After a cancer diagnosis, many patients feel overwhelmed and may face immense physical, emotional, and spiritual turmoil. However, in order to obtain the best prognosis and take control of their situation, patients may want to develop a comprehensive plan to move forward and fight the cancer. With that in mind, here are some necessary steps to take after a cancer diagnosis.
Surround yourself with support
According to Dave Visel, author of Living With Cancer, “no one should go through a fight against cancer alone.” If you’ve been diagnosed with cancer, surround yourself with a support system of friends and close friends. Whether you feel comfortable opening up to your spouse or a close friend, it’s important to find someone who you can talk to about more serious issues.

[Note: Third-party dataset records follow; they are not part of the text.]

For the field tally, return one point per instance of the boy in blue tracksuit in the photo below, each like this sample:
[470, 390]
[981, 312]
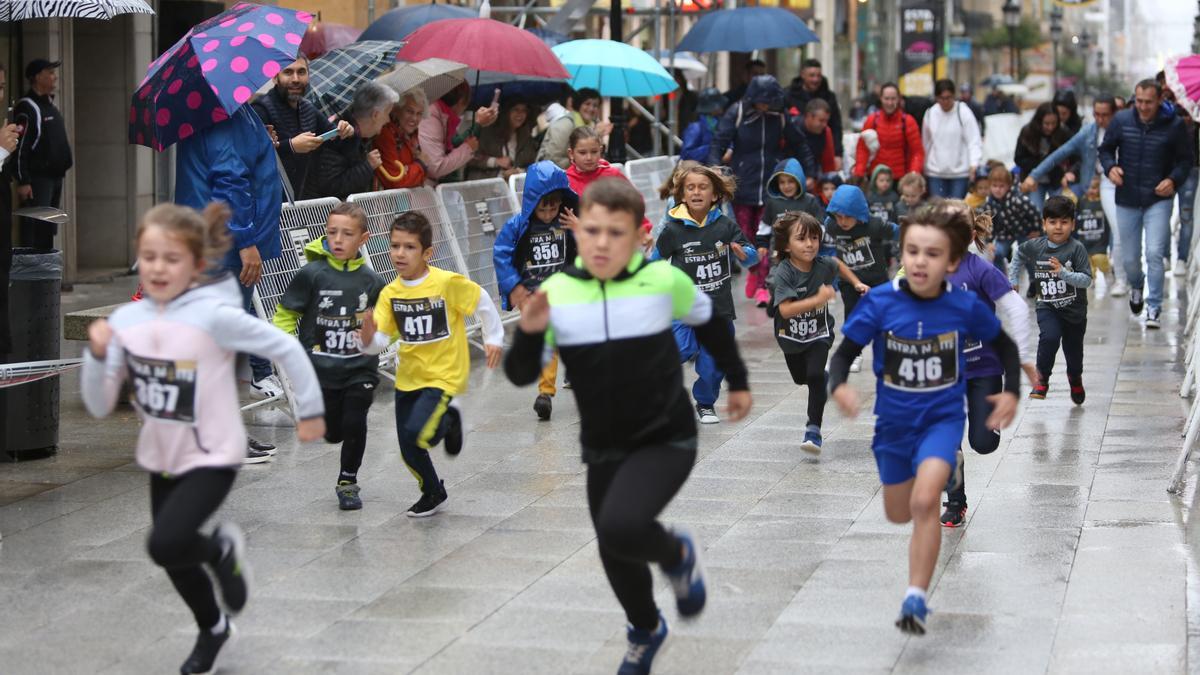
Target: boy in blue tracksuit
[533, 245]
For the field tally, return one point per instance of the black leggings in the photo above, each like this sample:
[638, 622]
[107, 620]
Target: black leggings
[180, 506]
[625, 499]
[346, 423]
[808, 368]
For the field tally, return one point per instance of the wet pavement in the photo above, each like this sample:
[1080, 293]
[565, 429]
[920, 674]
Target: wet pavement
[1074, 559]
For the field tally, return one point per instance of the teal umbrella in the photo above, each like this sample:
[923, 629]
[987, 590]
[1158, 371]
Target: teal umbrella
[613, 69]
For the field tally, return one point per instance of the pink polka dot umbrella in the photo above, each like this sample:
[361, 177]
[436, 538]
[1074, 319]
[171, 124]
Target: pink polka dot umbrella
[213, 71]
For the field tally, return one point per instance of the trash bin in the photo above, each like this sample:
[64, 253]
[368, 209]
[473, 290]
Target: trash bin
[31, 410]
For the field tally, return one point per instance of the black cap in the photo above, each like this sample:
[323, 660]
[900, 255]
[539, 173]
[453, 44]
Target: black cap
[39, 65]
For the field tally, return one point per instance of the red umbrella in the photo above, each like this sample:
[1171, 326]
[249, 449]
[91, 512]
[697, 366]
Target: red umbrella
[484, 45]
[323, 37]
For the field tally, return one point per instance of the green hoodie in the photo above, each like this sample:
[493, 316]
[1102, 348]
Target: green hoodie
[324, 305]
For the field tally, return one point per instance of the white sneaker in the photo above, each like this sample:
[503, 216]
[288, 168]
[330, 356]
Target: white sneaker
[267, 388]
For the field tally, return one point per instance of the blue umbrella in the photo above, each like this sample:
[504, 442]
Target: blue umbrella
[399, 23]
[613, 69]
[747, 29]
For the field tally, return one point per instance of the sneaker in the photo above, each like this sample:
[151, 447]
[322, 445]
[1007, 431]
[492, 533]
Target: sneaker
[912, 615]
[543, 405]
[267, 388]
[256, 457]
[811, 442]
[231, 569]
[1152, 317]
[256, 444]
[1077, 392]
[429, 505]
[204, 653]
[688, 579]
[642, 647]
[954, 514]
[1135, 300]
[348, 496]
[762, 297]
[453, 440]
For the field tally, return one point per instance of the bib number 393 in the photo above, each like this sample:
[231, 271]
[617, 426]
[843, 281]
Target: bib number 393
[163, 389]
[921, 365]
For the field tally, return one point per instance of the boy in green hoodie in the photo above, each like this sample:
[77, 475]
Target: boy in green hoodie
[324, 306]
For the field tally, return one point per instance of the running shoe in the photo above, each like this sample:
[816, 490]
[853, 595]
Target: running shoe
[267, 388]
[1152, 317]
[231, 568]
[642, 647]
[348, 496]
[453, 440]
[811, 442]
[543, 405]
[912, 615]
[204, 653]
[1077, 390]
[955, 513]
[429, 503]
[688, 578]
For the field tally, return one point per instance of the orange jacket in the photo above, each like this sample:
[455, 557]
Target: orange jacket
[400, 167]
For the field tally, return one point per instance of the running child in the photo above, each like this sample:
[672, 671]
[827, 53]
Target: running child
[919, 326]
[531, 248]
[801, 290]
[637, 432]
[1060, 272]
[424, 309]
[178, 351]
[324, 306]
[700, 239]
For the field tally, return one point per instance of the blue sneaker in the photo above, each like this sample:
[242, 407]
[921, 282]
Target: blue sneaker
[811, 443]
[688, 579]
[912, 615]
[642, 647]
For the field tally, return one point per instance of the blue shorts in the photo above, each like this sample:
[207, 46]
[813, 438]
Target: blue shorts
[900, 449]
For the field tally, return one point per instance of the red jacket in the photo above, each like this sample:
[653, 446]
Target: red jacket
[900, 147]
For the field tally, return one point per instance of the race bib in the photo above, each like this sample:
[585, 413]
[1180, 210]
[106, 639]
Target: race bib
[708, 269]
[421, 320]
[807, 327]
[163, 389]
[921, 365]
[856, 252]
[1051, 288]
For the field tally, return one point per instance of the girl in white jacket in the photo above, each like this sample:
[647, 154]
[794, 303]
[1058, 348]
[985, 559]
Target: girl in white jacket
[178, 348]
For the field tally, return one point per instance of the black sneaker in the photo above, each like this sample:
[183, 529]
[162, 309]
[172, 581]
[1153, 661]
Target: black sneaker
[543, 405]
[429, 503]
[204, 653]
[453, 440]
[1135, 300]
[231, 569]
[954, 515]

In addition, don’t hesitate to reach out for professional support. Being diagnosed with a life-threatening disease can take a serious toll on your mental health, and moving forward alone can be a stressful and emotionally devastating experience.
In order to manage your mental health and potentially improve your prognosis, reach out to a mental health professional. Cognitive behavioral therapy and dialectical behavior therapy have been shown to effectively treat mental health issues and can help individuals diagnosed with cancer feel more mindful while relieving symptoms of anxiety and depression.
Take control of your situation
It can seem difficult to stay motivated or organized after being diagnosed with cancer. To take control of your situation, start a notebook or planner to track appointments, doctor’s contract information, and other relevant information. Take your planner with you to each appointment and write down notes for your test results and treatment options. In addition, create a list of questions you have for your doctor to ask at your next visit.
It’s also important to take the time to thoroughly research your diagnosis. Learning more about your cancer diagnosis and treatment options can give you peace of mind and make the situation feel less overwhelming. However, it’s important to research your diagnosis at a pace that feels comfortable for you. According to Katherine DuHamel, a health psychologist, “a lot of information is exactly what [some people] need,” while “others might not want too much right away.”
While conducting research, make sure to only consult trustworthy sources. The American Cancer Society and National Cancer Institute are unbiased sources that can help you learn more information about your diagnosis.
Practice preventative measures
After being diagnosed with cancer, it’s important to stay on top of your mental and physical health. A full body MRI scan for cancer is an accurate and effective way to detect physical abnormalities and identify tumors. Since advanced MRI technology does not expose patients to harmful radiation, it’s safe for individuals undergoing chemotherapy.
If you smoke, quitting will significantly lower your risk of developing a second cancer and reduce your risk of heart disease and stroke. Additionally, take measures to avoid secondhand smoke. Although secondhand smoke isn’t as bad as smoking first-hand, spending time around smokers can raise your risk of cancer, heart disease, and stroke.
Individuals facing a cancer diagnosis should consider exercising regularly. Exercise can seem like an impossible task for individuals undergoing treatment or those who have busy schedules. However, regular exercise can help elevate mood, improve overall health, and counter fatigue by releasing endorphins. Exercising regularly, as well as maintaining a healthy weight and eating healthy, can also lower your risk of developing other chronic diseases.
Although a cancer diagnosis can send patients into shock, it’s paramount for individuals diagnosed with cancer to surround themselves with support, take control of their situation, and practice preventative measures in order to improve their prognosis.